Samphire is one salty and crisp vegetable that has quickly grown in popularity over the past years as they have been an ingredient used on various food programmes. Growing in specific areas across the UK, samphire is a vegetable that is high in minerals with an extra salty flavour. While you can eat it raw, it’s best cooked. But what if you have extra? Can you freeze samphire?
Samphire is one of those vegetables that has been a hidden gem in the UK for years. There are two types of samphire available. The first and most abundant is the marsh samphire with its vibrant green stalks and a crisp and salty taste and then there is the less available rock samphire which is less pleasant in both flavour and fragrance. The differences between these two types of samphire significantly affects how they are used in various dishes.
While rock Samphire is often pickled and found in gourmet shops, the readily available marsh samphire is similar to baby asparagus and when small, can be used as a fresh raw ingredient in salads. When it comes to an excess of samphire there are a few dos and do nots that others have tried – with definite results.
Use the table of contents below to navigate through this article to answer some of the most common questions people have when it comes to freezing samphire:
How to Freeze Samphire
The first step to freezing samphire is to not cook it! Since samphire can act as more of a seasoning with the salty flavour than a vegetable ingredient, it is best to take caution when planning to store it. When properly stored in the refrigerator, samphire can be kept for a few days.
However, after cooking followed by being frozen, samphire has been noted to have an increase in salty flavouring and degeneration of texture. Overall, poorly stored samphire will lead to a veggie that is too flavourful while lacking in the typical satisfying texture.
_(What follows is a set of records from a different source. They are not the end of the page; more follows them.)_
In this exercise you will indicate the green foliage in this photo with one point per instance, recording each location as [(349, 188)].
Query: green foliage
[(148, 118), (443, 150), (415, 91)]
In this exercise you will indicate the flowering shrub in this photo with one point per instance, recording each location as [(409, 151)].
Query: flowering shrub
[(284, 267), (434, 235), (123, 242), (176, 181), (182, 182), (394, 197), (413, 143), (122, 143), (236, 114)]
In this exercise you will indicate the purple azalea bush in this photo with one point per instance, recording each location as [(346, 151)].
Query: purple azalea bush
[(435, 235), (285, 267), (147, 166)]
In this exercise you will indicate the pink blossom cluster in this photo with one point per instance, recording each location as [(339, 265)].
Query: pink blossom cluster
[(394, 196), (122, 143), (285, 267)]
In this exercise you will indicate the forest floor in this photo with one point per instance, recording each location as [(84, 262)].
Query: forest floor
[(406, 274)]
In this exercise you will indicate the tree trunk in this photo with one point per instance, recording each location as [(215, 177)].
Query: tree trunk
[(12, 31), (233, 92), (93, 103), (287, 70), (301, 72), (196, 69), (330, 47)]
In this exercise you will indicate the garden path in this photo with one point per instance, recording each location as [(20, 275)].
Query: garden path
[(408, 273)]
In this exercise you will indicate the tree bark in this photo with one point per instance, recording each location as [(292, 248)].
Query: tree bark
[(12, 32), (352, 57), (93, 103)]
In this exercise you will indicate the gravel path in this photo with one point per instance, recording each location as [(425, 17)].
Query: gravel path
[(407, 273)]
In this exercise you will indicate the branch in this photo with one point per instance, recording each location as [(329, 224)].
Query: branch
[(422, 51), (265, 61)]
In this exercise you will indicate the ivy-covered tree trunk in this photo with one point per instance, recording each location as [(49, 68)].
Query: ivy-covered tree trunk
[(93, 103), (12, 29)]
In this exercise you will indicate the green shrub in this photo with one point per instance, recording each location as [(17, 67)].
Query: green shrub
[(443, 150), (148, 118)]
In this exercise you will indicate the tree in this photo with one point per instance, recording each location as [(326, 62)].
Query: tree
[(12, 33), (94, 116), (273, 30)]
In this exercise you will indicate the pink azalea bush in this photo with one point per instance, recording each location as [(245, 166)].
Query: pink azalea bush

Those who have had success with freezing samphire recommend the following:
- Wash fresh samphire in cool water
- Blanch the samphire
- Pat dry and allow to cool
- Wrap samphire tightly in parchment paper – avoid direct contact with plastics
- Tightly seal wrapped samphire in an air-tight freezer-safe plastic bag or storage container
- Label and store in the freezer
While freezing is one way to keep samphire long-term, another method to keep samphire on hand is to simply pickle it. There are numerous ways to pickle samphire with many different recipes available for making the perfect dish.
How Long Can You Freeze Samphire?
Samphire is one green vegetable that has a tendency to degenerate under even the best of circumstances. When freezing your samphire, it is recommended to use it sooner than later, with a strong recommendation to only freeze your fresh samphire for a maximum of 3 to 4 weeks.
You Can Freeze Samphire for up 4 Weeks
How Do You Defrost Samphire?
When it comes to freezing and defrosting, samphire is one of the more delicate ingredients. Samphire is not only very salty but it has a good amount of water content as well which means when frozen and defrosted the water within the samphire has a high chance of being removed. This leaves you with an extra salty ingredient that may or may not be usable.
Take caution when defrosting your frozen samphire and do it slowly in the back of your refrigerator overnight. Preferably, once half-defrosted, use your samphire in your chosen recipe with full expectations of a bit more salt content than is found in fresh Samphire.
Does Samphire Freeze Well?
The short answer is no.
When it comes to comparing fresh samphire with its frozen and defrosted counterpart, the two are lacking in similarities. As mentioned above, frozen samphire has a high risk of the water content being removed leaving all of the salt content. Samphire additionally loses its cactus-like texture which gives it a crisp crunch. It is recommended to use frozen then defrosted samphire as a blended or liquified ingredient.
Other Questions about Samphire
Below are a few of the other common questions we have come across when it comes to samphire – some related to freezing and some not. If you’re still sat there with a question or two about samphire then drop a comment at the bottom of this article and we’ll aim to help out as much as possible.
What is Samphire?
There are actually two varieties of samphire but the marsh samphire variety is the one widely available in supermarkets. It has bright green, crunchy stalks that are packed full of salty flavours. It’s at its best during July and August – ultimately, the brighter the samphire the better it will be. If storing it in the fridge then it will only last a matter of days if you’re lucky.
Unfortunately, as discussed, freezing samphire isn’t really the best option either so if you buy samphire or are lucky to have foraged some then you’ll need to try and consume it as soon as possible.
How Do You Cook Samphire?
Before you cook your samphire, it’s always a good idea to give it a good wash. Sand can often get lodged between the little cracks so give it a good wash. You’ll then want to blanch the samphire just for a minute or two in water. Drain, run under cold water to stop the cooking then return to the pan with a knob of butter.
DO NOT Season Your Samphire – It’s Already Salt Enough!
Can You Freeze Cooked Samphire?
In the same way, raw samphire doesn’t freeze well, the same can be said for cooked samphire. Unfortunately, the texture is completely off when frozen. We would avoid freezing cooked samphire. In fact, cooked samphire freezes worse than its raw counterpart.